The discovery that polio has partially paralyzed a young man in a New York suburb feels wearying, yet shocking. Wearying, because it’s the third highly infectious virus to make a surprise landfall in the US in three years, after monkeypox and SARS-CoV-2. And shocking because, for decades, polio hasn’t spread in rich nations, where sanitation, vaccination, and solid public health funding are presumed to keep populations safe. Transmission was eliminated in the US in 1979, all of the Americas in 1994, and the UK in 2003. And yet there it was, in the wastewater of the county where the young man lives and a neighboring one, in New York City, and also in London.

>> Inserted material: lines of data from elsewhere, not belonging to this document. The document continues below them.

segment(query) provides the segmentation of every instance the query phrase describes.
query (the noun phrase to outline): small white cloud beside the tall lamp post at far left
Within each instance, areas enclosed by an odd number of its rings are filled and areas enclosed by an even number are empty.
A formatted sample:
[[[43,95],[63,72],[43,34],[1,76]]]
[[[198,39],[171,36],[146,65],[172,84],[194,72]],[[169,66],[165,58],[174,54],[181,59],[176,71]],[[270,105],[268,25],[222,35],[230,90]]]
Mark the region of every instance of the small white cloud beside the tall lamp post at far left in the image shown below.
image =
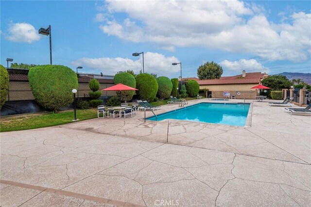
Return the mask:
[[[28,23],[11,23],[7,39],[13,42],[32,43],[40,39],[35,27]]]

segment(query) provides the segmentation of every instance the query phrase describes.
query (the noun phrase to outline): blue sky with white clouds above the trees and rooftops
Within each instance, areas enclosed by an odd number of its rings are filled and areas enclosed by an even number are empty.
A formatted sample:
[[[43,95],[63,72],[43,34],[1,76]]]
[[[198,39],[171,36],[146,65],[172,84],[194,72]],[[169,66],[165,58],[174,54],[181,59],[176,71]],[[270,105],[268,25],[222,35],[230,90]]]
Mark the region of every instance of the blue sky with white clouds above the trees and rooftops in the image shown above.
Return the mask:
[[[0,1],[0,63],[53,64],[114,75],[142,69],[197,77],[214,61],[223,76],[311,73],[311,1]]]

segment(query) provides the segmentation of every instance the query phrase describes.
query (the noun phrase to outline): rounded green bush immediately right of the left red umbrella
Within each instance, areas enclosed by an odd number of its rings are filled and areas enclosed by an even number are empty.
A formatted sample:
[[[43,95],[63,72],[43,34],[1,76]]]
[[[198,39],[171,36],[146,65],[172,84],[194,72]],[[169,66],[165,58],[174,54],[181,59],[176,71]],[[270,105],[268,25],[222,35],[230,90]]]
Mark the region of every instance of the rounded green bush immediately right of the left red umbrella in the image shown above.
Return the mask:
[[[136,76],[136,88],[138,97],[142,100],[153,101],[155,99],[158,84],[153,75],[141,73]]]

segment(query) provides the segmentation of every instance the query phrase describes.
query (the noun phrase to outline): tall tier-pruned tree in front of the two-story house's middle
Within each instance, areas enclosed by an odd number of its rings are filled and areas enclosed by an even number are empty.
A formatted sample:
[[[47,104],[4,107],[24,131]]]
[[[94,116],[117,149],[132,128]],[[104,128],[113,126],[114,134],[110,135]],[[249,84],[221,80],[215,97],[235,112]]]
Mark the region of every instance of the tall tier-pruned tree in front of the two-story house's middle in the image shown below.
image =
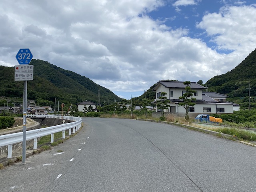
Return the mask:
[[[196,101],[196,98],[190,98],[190,97],[193,96],[193,93],[195,93],[196,91],[192,90],[191,87],[189,86],[191,84],[190,81],[185,81],[183,84],[186,85],[185,87],[186,93],[184,93],[183,96],[179,97],[179,99],[183,100],[183,102],[179,103],[179,106],[183,106],[185,108],[186,110],[185,119],[188,120],[189,119],[188,108],[196,104],[193,102],[193,101]]]

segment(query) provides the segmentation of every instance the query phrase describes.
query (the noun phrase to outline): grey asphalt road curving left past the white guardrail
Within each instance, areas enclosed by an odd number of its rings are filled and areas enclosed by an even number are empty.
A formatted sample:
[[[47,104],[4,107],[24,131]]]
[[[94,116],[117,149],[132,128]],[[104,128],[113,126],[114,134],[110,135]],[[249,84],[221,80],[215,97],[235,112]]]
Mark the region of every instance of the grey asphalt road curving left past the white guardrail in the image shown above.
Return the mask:
[[[60,146],[0,170],[0,191],[256,191],[252,146],[155,122],[83,122]]]

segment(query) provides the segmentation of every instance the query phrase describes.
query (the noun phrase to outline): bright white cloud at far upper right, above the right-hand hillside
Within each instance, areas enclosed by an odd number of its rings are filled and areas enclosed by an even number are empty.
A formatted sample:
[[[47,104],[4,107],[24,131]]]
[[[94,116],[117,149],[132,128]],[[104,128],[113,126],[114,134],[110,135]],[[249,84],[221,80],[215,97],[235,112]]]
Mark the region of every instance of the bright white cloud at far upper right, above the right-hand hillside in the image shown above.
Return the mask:
[[[248,53],[256,42],[255,15],[254,6],[224,6],[219,13],[206,14],[197,27],[206,30],[217,49]]]

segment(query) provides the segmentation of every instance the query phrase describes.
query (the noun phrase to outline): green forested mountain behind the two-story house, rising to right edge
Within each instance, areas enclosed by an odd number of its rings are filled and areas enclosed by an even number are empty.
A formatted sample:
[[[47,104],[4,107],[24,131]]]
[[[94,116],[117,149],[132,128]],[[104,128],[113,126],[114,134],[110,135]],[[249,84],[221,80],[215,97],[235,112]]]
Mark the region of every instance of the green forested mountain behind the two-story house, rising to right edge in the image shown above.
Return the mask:
[[[242,108],[248,108],[249,103],[249,84],[251,107],[256,108],[256,50],[251,52],[236,68],[226,74],[214,76],[205,84],[202,80],[197,83],[214,91],[228,96],[228,100],[240,104]],[[154,100],[155,92],[152,92],[155,84],[150,87],[142,96],[134,98],[136,103],[146,96]],[[254,103],[255,101],[255,103]]]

Of course, polio exists in other parts of the world. A global campaign to eradicate it has been laboring on that exhausting task since 1988. Last year, poliovirus caused paralysis—which can’t be treated or cured—in two countries where it has never been contained, and another 21 where it has rebounded.
Disease experts, though, were not surprised to see it reappear in Western nations. For years they’ve watched as protection against the disease was undermined by funding cuts, vaccine hesitancy, forgetfulness—and the wily nature of the virus. “This should be a wake-up call to people,” says Heidi Larson, a professor and founder of the Vaccine Confidence Project at the London School of Hygiene and Tropical Medicine. “We have been saying that until we can get this fully eradicated, we are all at risk.”
Public health experts consider this an emergency, because polio paralysis cases represent the tip of an immunological iceberg: For every person paralyzed, at least several hundred more have likely carried asymptomatic infections, providing a refuge for the virus to replicate and transmit itself. That takes time. Wastewater findings show that polio has been circulating possibly since February in London, and for at least several months in New York.
This feeling of urgency is why London health authorities have offered booster doses of vaccine to any kids 9 years or younger, and why their counterparts in New York City—where 40 percent of kids in some zip codes are not vaccinated—have urged parents to bring children in for shots. “The number one way to prevent paralytic polio is to get vaccinated against the poliovirus, and the vaccine is over 99 percent effective at preventing paralysis,” says Daniel Pastula, a physician and associate professor at the University of Colorado Anschutz Medical Campus who studies neuro-invasive diseases. “If you are unvaccinated, or your children are unvaccinated against polio, and poliovirus is circulating in your community, you are at risk for developing paralytic polio.”
To understand how polio ended up in these cities, it helps to review a little history. Two histories, in fact: one for the polio vaccine, and one for how it’s been deployed to chase the disease from the world.
Start with the vaccine formula—or formulas, actually, because there are two. They were born from a ferocious mid-20th century rivalry between scientists Jonas Salk and Albert Sabin. Salk’s formula, the first to be approved, is injected; it uses an inactivated version of the virus, and protects against developing disease, but does not stop viral transmission. Sabin’s formula, which came a few years later, used an artificially-weakened live virus. It does block transmission, and—because it is a liquid that gets squirted into a child’s mouth—it is cheaper to make and easier to distribute, since it doesn’t require trained healthcare workers or careful disposal of needles. Those qualities made the Sabin oral version, known as OPV, the bulwark of polio control, and eventually the main weapon in the global eradication campaign.